M. d’Altenheimer était en train de fabriquer un petit cornet de papier à l’aide d’une enveloppe de lettre. Il y allait de son mieux, mais ses grandes mains maladroites faisaient une triste besogne.
 
– Donnez, mon cher frère Bénédict, dit-il gravement, afin de ne point faire attendre Son Excellence.
 
Monsignor Bénédict ôta de son doigt le très beau solitaire qui avait fait l’admiration de l’assemblée et le laissa tomber dans la bourse. C’était un don royal. L’évêque d’Hermopolis saluait et allait passer, lorsque le baron lui dit :
 
– Veuillez permettre, de grâce, monseigneur ; c’est une habitude très tyrannique : je voudrais garder seulement quelques prises de mon tabac…
 
L’évêque se retourna, M. le baron d’Altenheimer était en train de vider dans le petit cornet qu’il venait de fabriquer assez gauchement le contenu de sa splendide tabatière d’or, enrichie de diamants, dont chacun était gros comme un pois. Ayant achevé son transvasement, il glissa la boîte dans la bourse, en ajoutant avec une parfaite simplicité.
 
– Je vous demande un million de pardons, monseigneur, de vous avoir fait attendre.
 
La boîte valait trois ou quatre fois la bague. Cela fit grand effet, surtout le petit cornet et le million de pardons. Plus d’un se demandait si ce royaume de Wurtemberg, qui avait l’honneur de posséder la Forêt-Noire dans ses étroites limites, était décidément l’Eldorado.
 
MM. d’Altenheimer avaient repris leur attitude paisiblement modeste, et l’évêque d’Hermopolis continuait sa quête qui avait produit une fortune.
 
– Mlle d’Arnheim pour finir, dit Mgr de Quélen, en faisant signe à l’orchestre, dont un musicien se détacha pour aller chercher la virtuose.
 
Gaston avait à la main son offrande au moment où M. d’Arnheim et sa fille reparaissaient sur l’estrade.
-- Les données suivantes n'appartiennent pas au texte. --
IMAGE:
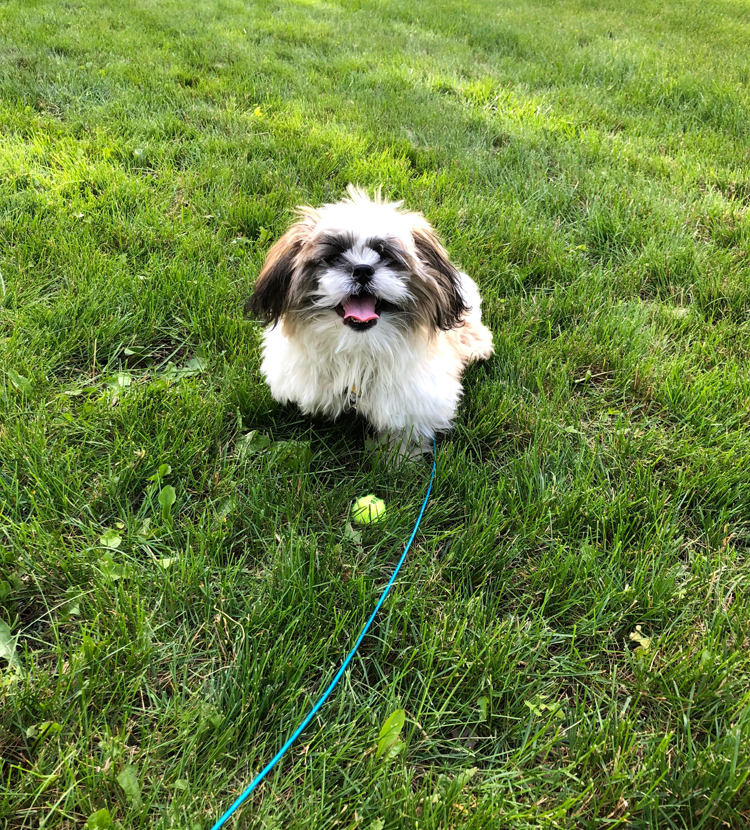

Il vit le regard avide du vieillard faire avec rapidité le tour de la salle et s’arrêter, lourd et fixe, sur la porte d’entrée, auprès de laquelle les deux MM. d’Altenheimer étaient seuls.
 
La commotion éprouvée par M. d’Arnheim fut si violente, qu’il chancela comme un homme qui va tomber à la renverse.
 
– Eh bien ! marquis ! dit l’évêque dont la bourse restait tendue vers Gaston depuis plusieurs secondes.
 
– Eh bien ! Gaston ! répéta la princesse qui l’observait.
 
– Il a donné une pièce blanche, s’écria-t-elle presque aussitôt après en bondissant sur son fauteuil ; docteur ! il a donné une pièce blanche ! mon fils, à moi ! à la quête du ministre des cultes ! pour les chrétiens de terre sainte ! Mlle d’Arnheim est très certainement l’ancien vampire enterré dans la plaine du Grand-Waraden : Elle a ensorcelé Gaston ! Gaston est fou ! une pièce blanche ! Voilà qu’il a vingt-trois ans ! Y a-t-il des affusions d’eau froide dans les bains chauds qui puissent empêcher les jeunes gens de faire des sottises ? J’avais envie qu’il s’éveillât un peu, mais pas tant ! Seigneur, mon Dieu ! le duc a déjà pensé me faire perdre la tête ! Et figurez-vous qu’il ne veut pas entendre parler de sa cousine Émerance ! un parti charmant ! et bien en cour ! et tout !…
 
Elle s’éventait du mieux qu’elle pouvait, mais elle ne croyait point à ce qu’elle disait et il y avait un sourire sous sa colère.
 
L’évêque aussi riait en quittant le jeune marquis dont la main venait de laisser tomber trois pièces de quarante sous dans son aumônière : les seules ! il devinait bien qu’il y avait là méprise et qu’on avait cru donner trois doubles louis.
 
Mais Gaston, lui ne riait pas : tout son être était dans ses yeux. Je ne sais pas même s’il avait remarqué l’entrée de Mlle d’Arnheim. C’était le père, il ne voyait que le père, dont les cheveux blancs frémissaient sur son grand front pâle.
 
Lentement, lentement, M. d’Arnheim porta sa main droite à son crâne sur lequel ses cinq doigts convulsifs restèrent un instant étendus.
 
C’était le signal convenu.
 
Gaston poussa un long soupir et se perdit dans la foule.